The Persian language has predominantly been considered a variant of the Arabic language in efforts to internationalize software. This misconception is largely due to the fact that the two languages share a common script. While the script is an important similarity, one must consider that the semantics and habits behind the two languages are completely different. To successfully incorporate Persian support, a certain degree of knowledge relating to the semantics of the language is necessary. Using real life examples, this tutorial session focuses on providing the typical non-Persian developers and software engineers an in-depth understanding of the characteristics of Persian computing.

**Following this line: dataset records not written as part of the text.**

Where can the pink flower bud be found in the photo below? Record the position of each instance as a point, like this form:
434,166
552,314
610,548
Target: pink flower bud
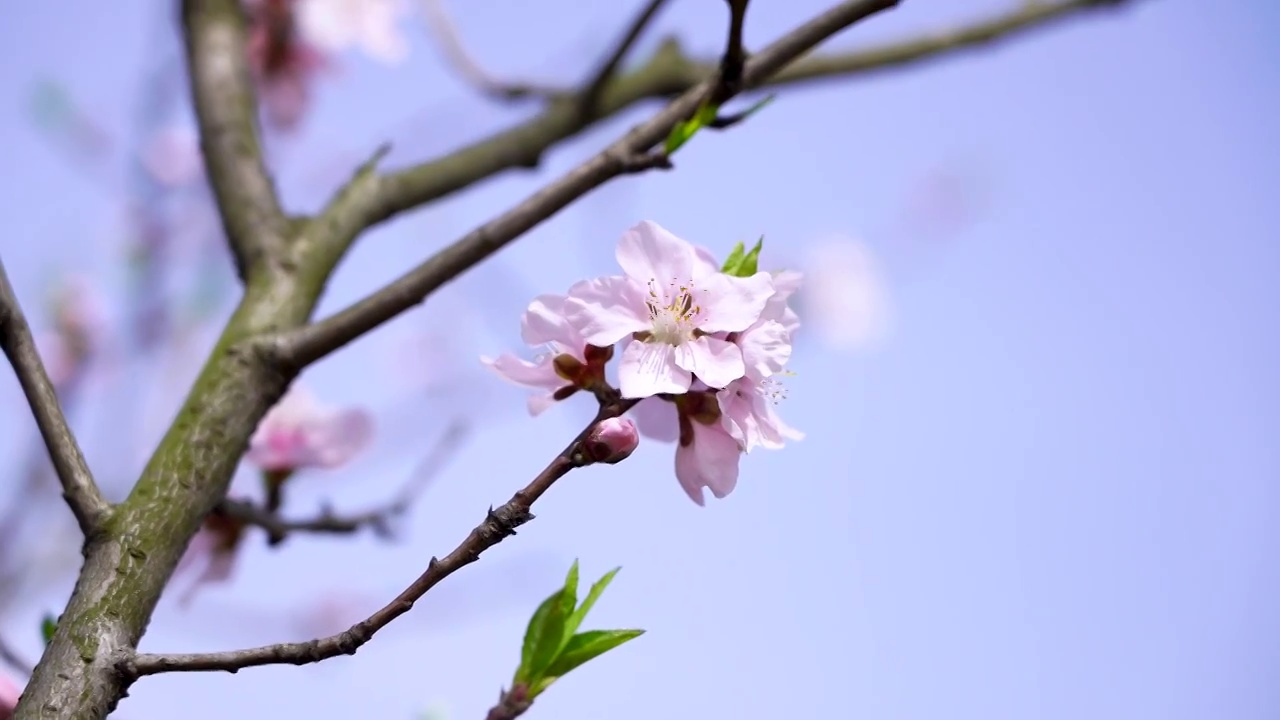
612,440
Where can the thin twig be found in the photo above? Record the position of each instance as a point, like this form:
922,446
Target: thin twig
378,519
309,343
449,40
222,89
498,524
668,73
599,80
78,487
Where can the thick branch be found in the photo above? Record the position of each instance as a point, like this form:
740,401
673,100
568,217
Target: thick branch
82,495
307,345
498,524
13,659
222,89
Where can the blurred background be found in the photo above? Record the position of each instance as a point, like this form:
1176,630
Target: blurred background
1037,369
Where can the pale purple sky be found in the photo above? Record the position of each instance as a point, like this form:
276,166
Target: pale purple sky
1051,493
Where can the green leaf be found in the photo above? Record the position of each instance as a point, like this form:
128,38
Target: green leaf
734,259
752,263
543,638
685,130
575,620
48,627
571,587
581,648
744,265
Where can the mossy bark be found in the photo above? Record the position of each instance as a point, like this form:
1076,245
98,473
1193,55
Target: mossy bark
128,564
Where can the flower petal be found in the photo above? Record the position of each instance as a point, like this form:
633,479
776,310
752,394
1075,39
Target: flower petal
544,322
521,372
732,304
716,361
766,349
649,368
709,461
657,419
606,310
339,437
650,253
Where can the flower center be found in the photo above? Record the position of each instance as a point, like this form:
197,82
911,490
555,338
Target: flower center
772,390
672,313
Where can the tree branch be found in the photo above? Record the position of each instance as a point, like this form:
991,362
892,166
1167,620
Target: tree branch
378,519
306,345
670,72
498,524
594,87
13,659
78,487
222,89
449,41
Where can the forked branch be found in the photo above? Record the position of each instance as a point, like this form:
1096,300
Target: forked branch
78,487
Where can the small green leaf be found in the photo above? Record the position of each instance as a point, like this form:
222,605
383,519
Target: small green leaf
581,648
752,263
571,586
734,259
575,620
744,265
543,638
48,627
685,130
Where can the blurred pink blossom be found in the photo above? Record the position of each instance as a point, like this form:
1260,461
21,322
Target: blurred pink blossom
846,296
298,433
214,547
77,318
283,62
173,158
373,26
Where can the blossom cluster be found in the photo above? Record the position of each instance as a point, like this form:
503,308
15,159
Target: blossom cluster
703,349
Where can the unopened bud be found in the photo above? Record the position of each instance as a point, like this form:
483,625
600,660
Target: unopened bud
612,441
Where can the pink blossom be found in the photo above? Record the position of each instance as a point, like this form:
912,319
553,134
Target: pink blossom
672,301
215,546
746,404
612,440
78,322
282,60
173,158
369,24
713,433
9,696
300,433
846,296
544,326
707,460
657,419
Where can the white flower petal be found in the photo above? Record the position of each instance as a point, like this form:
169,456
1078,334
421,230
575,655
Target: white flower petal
606,310
649,368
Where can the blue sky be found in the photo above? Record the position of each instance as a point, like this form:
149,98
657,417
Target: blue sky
1051,493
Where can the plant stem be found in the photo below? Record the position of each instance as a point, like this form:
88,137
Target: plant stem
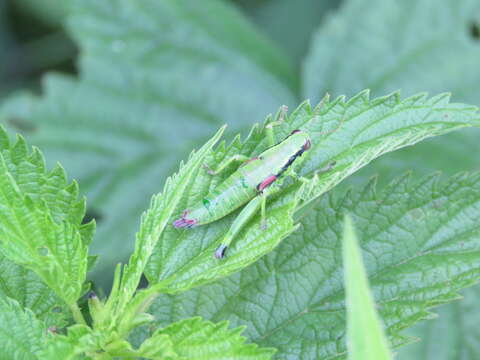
77,314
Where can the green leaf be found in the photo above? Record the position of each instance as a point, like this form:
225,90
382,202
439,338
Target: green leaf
78,340
24,286
352,133
420,245
303,17
195,338
403,45
152,226
433,49
159,346
365,336
145,97
453,335
23,336
41,223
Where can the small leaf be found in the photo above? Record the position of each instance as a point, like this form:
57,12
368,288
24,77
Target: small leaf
199,339
23,336
454,334
40,222
365,337
24,286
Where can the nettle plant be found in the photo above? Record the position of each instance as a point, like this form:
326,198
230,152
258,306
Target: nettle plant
281,284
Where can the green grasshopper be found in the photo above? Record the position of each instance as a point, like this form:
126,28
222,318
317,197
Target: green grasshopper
250,184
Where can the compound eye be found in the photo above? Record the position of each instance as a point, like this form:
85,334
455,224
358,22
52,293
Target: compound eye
307,145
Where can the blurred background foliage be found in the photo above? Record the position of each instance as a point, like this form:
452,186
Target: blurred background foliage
135,88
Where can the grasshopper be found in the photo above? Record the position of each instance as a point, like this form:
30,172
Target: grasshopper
250,184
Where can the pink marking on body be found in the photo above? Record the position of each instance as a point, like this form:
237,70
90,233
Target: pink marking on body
250,160
267,182
307,145
184,222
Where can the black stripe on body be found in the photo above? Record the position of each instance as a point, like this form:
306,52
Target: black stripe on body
290,162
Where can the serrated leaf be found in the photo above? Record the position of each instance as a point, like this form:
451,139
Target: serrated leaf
454,334
71,346
40,222
158,346
420,246
303,17
409,45
23,336
365,336
24,286
198,339
145,97
152,226
433,49
351,133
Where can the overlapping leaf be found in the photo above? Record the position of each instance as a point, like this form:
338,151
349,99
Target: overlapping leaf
365,335
156,78
41,220
351,133
454,334
23,336
420,245
409,45
24,286
198,339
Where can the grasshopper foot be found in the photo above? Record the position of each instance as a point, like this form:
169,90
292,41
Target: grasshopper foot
263,225
209,169
220,252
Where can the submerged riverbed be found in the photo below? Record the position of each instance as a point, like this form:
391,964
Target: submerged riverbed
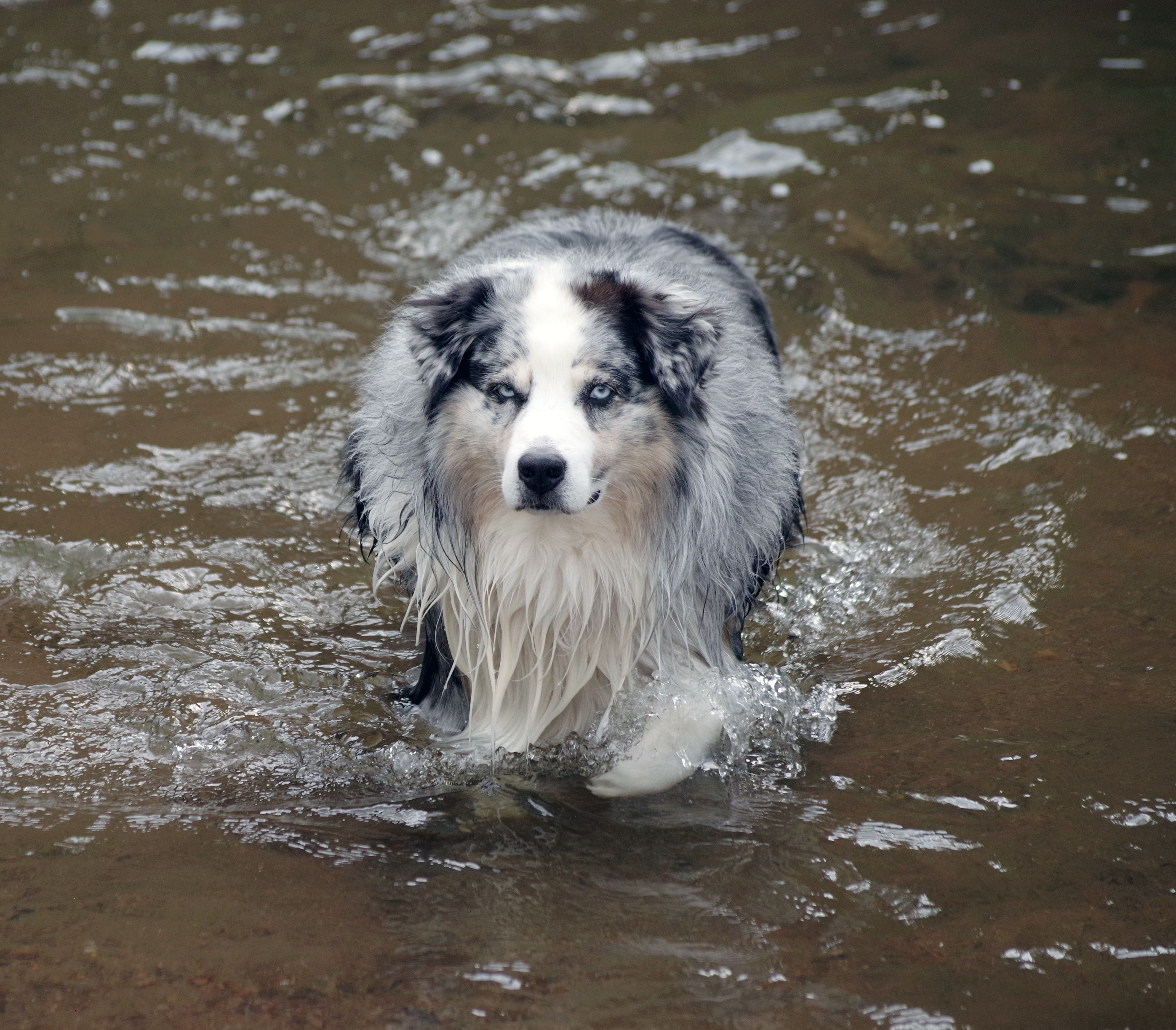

After briefly explaining the way Persian is handled in the Unicode standard, the audience will be presented with new concepts that are critical for proper Persian support in internationalized software. These concepts do not fall into the domain of the Unicode standard.

Topics discussed include, but not limited to, which Unicode characters to use in Persian text and for what, the basic pipeline of rendering Persian text, which ligatures to use and which not, and how Persian fonts should look. In addition, we will take an in-depth look at special handling needed in Persian text processing, examples which include spell-checking, loose-searching, and different sorting schemes used simultaneously in Iran.

The inherent complexity of the language has delayed Persian computing in software internationalization efforts. However, we have seen many issues addressed and improved in the recent years in regards to Persian computing. In keeping up with these improvements, this session is intended to give managers, software engineers, and developers enough information and references to add proper Persian support to their products.